Severe coronary artery calcification represents a significant challenge in interventional cardiology. Rotational atherectomy (RA) has been traditionally chosen to manage this kind of lesions, despite limitations inherent to its technical complexity, procedure duration and risk of vascular injury. In this context, intravascular lithotripsy (IVL) has surged as an innovative alternative, one which allows safe stent expansion without arterial wall compromise.

11 studies were looked at (10 retrospective cohorts and one open-label clinical trial) including a total of 2,120 patients; 1,127 were treated with IVL and 993 with RA. Mean patient age was 72.1 Both groups presented frequent comorbidities: hypertension (IVL: 84.9%, RA: 100%), dyslipidemia (IVL: 96.2%, RA: 93.4%) and diabetes mellitus (IVL: 35%, RA: up to 46%), while chronic kidney disease was observed in 15 to 20% of cases.

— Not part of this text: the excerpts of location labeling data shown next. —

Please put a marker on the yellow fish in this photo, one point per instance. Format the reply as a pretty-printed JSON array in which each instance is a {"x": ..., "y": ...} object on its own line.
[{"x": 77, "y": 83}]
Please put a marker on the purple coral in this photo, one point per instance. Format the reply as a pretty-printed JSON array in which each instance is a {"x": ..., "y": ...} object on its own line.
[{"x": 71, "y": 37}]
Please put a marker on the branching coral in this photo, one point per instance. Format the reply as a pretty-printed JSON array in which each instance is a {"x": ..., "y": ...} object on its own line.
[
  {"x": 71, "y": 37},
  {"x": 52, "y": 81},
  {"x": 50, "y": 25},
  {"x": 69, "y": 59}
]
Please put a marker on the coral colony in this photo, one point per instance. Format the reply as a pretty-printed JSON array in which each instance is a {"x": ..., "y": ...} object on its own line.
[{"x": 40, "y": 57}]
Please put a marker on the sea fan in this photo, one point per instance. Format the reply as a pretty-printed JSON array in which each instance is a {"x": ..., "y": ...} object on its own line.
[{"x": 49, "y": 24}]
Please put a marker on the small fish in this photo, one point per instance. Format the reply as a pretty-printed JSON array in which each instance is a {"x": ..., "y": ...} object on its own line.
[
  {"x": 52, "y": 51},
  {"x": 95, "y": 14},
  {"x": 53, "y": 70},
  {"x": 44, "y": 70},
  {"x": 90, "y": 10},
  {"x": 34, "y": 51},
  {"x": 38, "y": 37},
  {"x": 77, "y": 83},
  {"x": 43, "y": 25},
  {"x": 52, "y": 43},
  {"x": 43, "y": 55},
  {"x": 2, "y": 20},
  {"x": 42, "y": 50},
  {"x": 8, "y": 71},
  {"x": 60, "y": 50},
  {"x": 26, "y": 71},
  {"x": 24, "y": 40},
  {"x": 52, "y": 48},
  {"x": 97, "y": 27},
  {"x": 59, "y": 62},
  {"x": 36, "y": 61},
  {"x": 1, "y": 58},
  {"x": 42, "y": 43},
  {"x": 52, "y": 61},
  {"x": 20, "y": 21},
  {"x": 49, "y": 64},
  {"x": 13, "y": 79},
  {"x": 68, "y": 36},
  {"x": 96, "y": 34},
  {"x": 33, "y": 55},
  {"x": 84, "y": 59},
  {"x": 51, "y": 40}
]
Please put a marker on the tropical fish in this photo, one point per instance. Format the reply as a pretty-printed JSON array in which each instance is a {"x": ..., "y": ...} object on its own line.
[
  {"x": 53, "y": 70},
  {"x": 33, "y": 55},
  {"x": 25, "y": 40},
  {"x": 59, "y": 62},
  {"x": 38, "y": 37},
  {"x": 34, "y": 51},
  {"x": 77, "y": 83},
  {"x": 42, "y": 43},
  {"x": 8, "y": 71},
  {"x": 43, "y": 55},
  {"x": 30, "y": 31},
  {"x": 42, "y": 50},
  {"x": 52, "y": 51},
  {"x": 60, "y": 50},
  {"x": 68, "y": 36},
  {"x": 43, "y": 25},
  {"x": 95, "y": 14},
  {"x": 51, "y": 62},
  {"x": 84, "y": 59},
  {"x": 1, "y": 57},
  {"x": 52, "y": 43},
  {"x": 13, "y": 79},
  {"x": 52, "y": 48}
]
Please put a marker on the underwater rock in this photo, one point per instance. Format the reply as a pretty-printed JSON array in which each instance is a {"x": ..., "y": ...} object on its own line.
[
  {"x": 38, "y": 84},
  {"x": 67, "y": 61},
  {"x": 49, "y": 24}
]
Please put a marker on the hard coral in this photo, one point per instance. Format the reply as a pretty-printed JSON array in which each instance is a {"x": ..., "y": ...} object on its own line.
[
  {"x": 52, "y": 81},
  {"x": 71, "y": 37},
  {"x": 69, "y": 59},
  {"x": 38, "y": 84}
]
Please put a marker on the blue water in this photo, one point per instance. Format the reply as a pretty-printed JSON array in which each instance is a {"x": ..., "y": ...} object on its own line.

All treated lesions presented severe calcification, confirmed by angiographic or intravascular imaging. Left main lesions represented up to 25% of procedures, and were more frequent among IVL patients. Complex bifurcations were present in 15% to 30% of cases. Most lesions were classified as type B2/C according to ACC/AHA, with mean length 21.4 mm in IVL patients and 24.1 mm in RA patients, and vessel diameters ranging between 2.5 and 3.5 mm. RA required more technical steps and more frequent use of adjunctive devices, which increased both procedure length and complexity. In contrast, IVL was easier to use, even in complex anatomies.
Procedural success, defined as lumen gain and adequate stent expansion, was the primary outcome. Secondary outcomes were mortality, contrast volume, procedure duration and associated complications.
Compared against RA, IVL showed significant advantages seeing as it reduced contrast volume, with mean difference −17.45 mL (CI 95%: −32.79 a −2.11; I² = 89%), and procedural length, with mean reduction 27.9 minutes (CI 95%: −30.11 a −25.68; I² = 92.3%). No statistically significant differences were found in lumen gain (mean difference: 0.15 mm²; CI 95%: −0.17 a 0.48; I² = 59%) or procedural success rate (OR: 2.04; CI 95%: 0.34–12.45; I² = 66.8%). Mortality was comparable between the groups (OR: 0.55; IC 95%: 0.28–1.06; I² = 1%).
Conclusion
IVL was associated with significant reduction of contrast use and procedure duration. Even though there were no differences in lumen gain or mortality, IVL appears as an effective strategy, especially in patients with kidney failure or complex coronary lesions. However, confirming these benefits at long term requires further randomized studies.
Reference: Ricardo Fonseca Oliveira Suruagy‐Motta et al. Catheterization and Cardiovascular Interventions, 2025; Volumen 1–10 DOI: 10.1002/ccd.31591.